In fact, proponents of diverting taxpayer dollars to religious schools are hoping the U.S. Supreme Court will open the floodgates by overturning some state constitutional provisions that have made it harder to install private school voucher programs.
The DC voucher program was initially forced onto the District of Columbia by congressional Republicans who snuck it into a must-pass omnibus appropriations bill during the George W. Bush administration. Advocates for privatizing public schools have praised the program as offering a lifeline for poor students, but the new evaluation is far from the first study to question the value of this program or other voucher programs.
In 2012, for example, a Washington Post investigation found that quality control and accountability were lacking, and that hundreds of voucher students were attending unaccredited schools or those in “unconventional settings,” such as a family-run K-12 school operating out of a storefront.

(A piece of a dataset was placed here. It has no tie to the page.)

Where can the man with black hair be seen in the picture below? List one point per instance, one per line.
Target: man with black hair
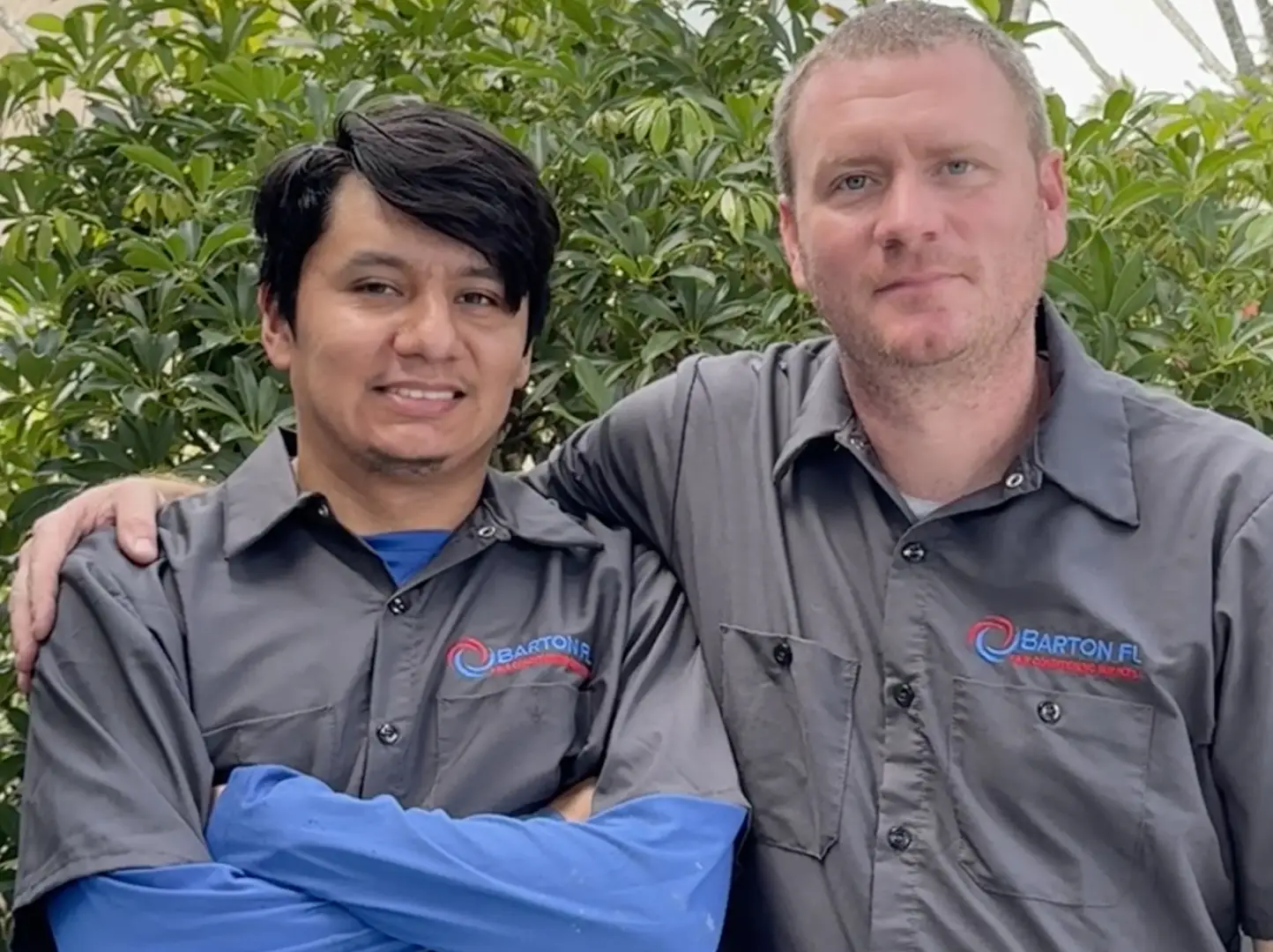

Last month, a majority of members of the DC Council sent a letter to Rep. Jason Chaffetz, chair of the Committee on Oversight & Government Reform, opposing legislation to reauthorize the voucher program. From their letter, which was written before the release of the Department of Education’s recent evaluation:
We write as locally elected officials to express our staunch opposition to any expansion of the federally funded school voucher program in the District of Columbia. Rather, the voucher program should be phased out because participation in the program and similar initiatives has not only failed to improve students’ academic performance, but worsened it, as found in a series of recent studies.
People For the American Way and the African American Ministers in Action were among 62 organizations that signed a National Coalition for Public Education letter opposing the reauthorization. The letter’s signers declare their opposition to all private school voucher programs, while noting that the DC program in particular “has proven ineffective and unaccountable to taxpayers.”